ScraperXML (Open Source XML Web Scraper C# Library) please help verify my work... - Printable Version
+- XBMC Community Forum (http://forum.xbmc.org)
+-- Forum: Development (/forumdisplay.php?fid=32)
+--- Forum: Scraper Development (/forumdisplay.php?fid=60)
+--- Thread: ScraperXML (Open Source XML Web Scraper C# Library) please help verify my work... (/showthread.php?tid=50055)
Some more feedback - smeehrrr - 2009-07-08 20:11
OK, I've been working with the new version for a while now and have some initial feedback. First of all, thanks again for doing this work, it's saved me a ton of time. Please take this as constructive criticism, virtually everything on this list is a "nice to have" and not a bug, and the bugs that are there are easily fixed or worked around.
1) "Paramater" is misspelled in ScraperSetting, it should be "Parameter".

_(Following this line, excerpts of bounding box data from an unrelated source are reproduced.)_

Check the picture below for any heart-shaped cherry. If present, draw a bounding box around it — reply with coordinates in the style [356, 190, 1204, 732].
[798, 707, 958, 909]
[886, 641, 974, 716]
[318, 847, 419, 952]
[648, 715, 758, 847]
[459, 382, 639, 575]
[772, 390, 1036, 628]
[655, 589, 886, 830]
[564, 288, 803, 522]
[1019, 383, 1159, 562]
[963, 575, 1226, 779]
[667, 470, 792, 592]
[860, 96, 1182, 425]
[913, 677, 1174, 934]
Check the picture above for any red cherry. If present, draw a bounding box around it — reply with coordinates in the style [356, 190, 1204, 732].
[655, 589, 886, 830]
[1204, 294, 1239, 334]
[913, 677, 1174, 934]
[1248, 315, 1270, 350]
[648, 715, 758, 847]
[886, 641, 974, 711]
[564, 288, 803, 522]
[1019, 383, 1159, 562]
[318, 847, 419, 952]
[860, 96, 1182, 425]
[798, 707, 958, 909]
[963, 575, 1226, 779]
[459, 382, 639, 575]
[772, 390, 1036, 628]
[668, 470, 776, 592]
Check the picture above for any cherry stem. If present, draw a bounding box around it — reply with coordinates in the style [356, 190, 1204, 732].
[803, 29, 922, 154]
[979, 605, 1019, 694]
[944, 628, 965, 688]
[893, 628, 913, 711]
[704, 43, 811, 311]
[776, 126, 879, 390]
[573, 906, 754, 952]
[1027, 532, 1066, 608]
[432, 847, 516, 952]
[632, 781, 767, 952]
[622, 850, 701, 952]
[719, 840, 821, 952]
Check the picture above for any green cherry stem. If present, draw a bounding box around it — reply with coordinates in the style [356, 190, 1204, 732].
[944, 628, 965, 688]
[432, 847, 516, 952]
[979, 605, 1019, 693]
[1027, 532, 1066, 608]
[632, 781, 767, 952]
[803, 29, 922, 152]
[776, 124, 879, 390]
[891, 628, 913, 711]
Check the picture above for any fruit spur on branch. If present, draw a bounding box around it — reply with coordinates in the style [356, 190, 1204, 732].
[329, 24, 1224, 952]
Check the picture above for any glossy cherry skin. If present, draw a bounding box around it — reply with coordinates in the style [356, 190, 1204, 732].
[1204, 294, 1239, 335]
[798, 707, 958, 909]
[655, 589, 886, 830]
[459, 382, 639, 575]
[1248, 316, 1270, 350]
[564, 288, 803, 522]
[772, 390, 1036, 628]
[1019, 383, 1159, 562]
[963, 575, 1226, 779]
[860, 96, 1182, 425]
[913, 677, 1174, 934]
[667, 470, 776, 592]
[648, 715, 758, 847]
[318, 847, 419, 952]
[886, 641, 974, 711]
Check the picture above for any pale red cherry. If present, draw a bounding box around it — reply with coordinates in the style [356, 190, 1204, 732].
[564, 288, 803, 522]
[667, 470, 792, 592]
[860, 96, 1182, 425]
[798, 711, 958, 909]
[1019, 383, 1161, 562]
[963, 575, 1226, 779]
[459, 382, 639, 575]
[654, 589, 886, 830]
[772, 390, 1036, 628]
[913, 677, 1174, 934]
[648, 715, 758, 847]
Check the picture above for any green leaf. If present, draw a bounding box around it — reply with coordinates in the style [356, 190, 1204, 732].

2) It would be nice for ScraperSettings to have a public default constructor and make the Deserialize method public. I'm not sure why I believe this is true anymore, but I wrote it down so at some point I thought it was interesting. This may just be an artifact of how my application worked with settings in the prior version.
3) Deserialize calls in general could use an overload with takes a string, rather than always having to construct an XElement. This would allow your callers to not have to be Linq aware.
4) It would be nice if I could specify a null as the path to the cache directory on the various scraper constructors, and you'd use the Temp directory by default. Easy to work around, but would be nice.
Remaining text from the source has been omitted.